NorthScale manages data needed by a large Web application dealing with thousands of concurrent end users. It distributes and manages it across the unused portions of memory of a large server cluster.
One of its first customers is the Zynga Game Network, maker of the popular Mafia Wars, Farmville, and Caf World social networking games. Zynga games now attract 235 million users a month. The firm is a user of the memcached open source code system that distributes needed data across a server cluster.

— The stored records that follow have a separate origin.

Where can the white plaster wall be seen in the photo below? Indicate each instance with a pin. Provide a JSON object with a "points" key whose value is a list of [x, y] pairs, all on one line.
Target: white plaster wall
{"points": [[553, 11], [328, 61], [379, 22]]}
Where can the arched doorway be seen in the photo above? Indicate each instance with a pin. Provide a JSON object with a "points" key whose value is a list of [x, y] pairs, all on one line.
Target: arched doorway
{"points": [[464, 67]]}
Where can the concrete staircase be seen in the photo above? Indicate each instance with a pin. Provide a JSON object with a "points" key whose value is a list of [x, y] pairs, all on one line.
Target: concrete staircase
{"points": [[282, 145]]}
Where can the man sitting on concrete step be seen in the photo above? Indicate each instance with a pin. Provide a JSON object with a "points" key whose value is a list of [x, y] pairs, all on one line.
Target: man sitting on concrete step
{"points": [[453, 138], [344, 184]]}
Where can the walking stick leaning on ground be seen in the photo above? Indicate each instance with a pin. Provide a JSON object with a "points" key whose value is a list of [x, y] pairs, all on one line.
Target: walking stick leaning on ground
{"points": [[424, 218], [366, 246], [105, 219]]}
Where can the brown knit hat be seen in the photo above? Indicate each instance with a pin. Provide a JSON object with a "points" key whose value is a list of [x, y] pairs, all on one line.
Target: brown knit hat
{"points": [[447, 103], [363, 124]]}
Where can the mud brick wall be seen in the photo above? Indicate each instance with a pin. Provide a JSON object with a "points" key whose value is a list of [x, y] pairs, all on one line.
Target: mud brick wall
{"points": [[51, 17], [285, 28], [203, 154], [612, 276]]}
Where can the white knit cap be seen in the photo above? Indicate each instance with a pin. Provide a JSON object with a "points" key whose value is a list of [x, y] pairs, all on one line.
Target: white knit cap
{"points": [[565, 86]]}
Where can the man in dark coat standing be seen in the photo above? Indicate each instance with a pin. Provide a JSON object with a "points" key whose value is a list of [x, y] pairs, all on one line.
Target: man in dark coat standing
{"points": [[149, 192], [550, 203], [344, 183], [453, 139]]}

Zynga recognized that NorthScale had several of the key developers involved in the memcached.org project on its payroll. Zynga has installed NorthScale's supported version of memcached, the NorthScale Memcached Server, and CTO Cadir Lee said in a statement on the firm's Web site, "We have tremendous respect for the team at NorthScale. Our internal work to extend memcached matched closely with their vision... We expect to improve the performance and availability of our games while reducing hardware and administrative costs as we continue to transition data from relational databases."
Lee's comments supported NorthScale's announcement of its first product March 16. He is one of the new voices of Web-sized data management problems, one who is migrating away from traditional relational database toward cloud-style, massive data handling systems.
Unlike relational database, they scale out by being distributed across additional servers in a server cluster, rather than by scaling up to a larger, more powerful single server.
NorthScale, a young Mountain View, Calif., company with $5 million in initial venture capital backing, is one of several firms emerging with expertise in the field. It was founded last year and is staffed by Trond Norbye, senior software engineer, and Dustin Sallings, chief architect, who are the two largest contributors to the popular memcached open source code project.
The company also employs Steve Yen as CTO, another big contributor and the former co-founder of Kiva Software, maker of a Java application server that reached the scale needed by eTrade, Bank of America, and the Sabre flight reservation system. Kiva was sold to Netscape, later merged with Sun's application server efforts.
James Phillips, chief strategy officer or the man at the top of the heap in a modern, flattened organization, says NorthScale developers have produced "60% of the lines of code behind memcached and lead the current project."
Zynga, he said, "looked at every NoSQL system out there," but as existing users of memcached, "it was a no-brainer step" to make the transition to NorthScale Memcached Server. The product is based on the readily available open source code and is supported by a $799 annual subscription covering business hours or a $1,299 subscription covering all hours.
Customers of the NorthScale product, however, are not necessarily "NoSQL-style" rejectors of relational databases. "In some cases, our Memcached Server comes in and works alongside the relational database, relieving some of the load," Phillips said.
NorthScale is currently working with Zynga on the firm's second product, Membase, a way to persistently store and retrieve data used by games and other large Web applications.
Games and other applications dealing with large numbers of Web site visitors generate masses of data that is not going to be relied upon for transactions, such as the moves the player made. But it is still important to the individual user, and ultimately, to the site's relationship with that user. Such data can be store in the database-like systems that can be spread across large server clusters and be reproduced with great speed upon demand for the data, said Phillips.
Membase is not yet available and no date has been set for its general release. It is also in beta use at the NHN site, a leading children's search, and gaming site in South Korea with 46 million users.
In addition to the pending Membase, several distributed data storage and retrieval systems are already available, including: Voldemort, Cassandra, CouchDB, MongoDB and SimpleDB at Amazon Web Services' EC2.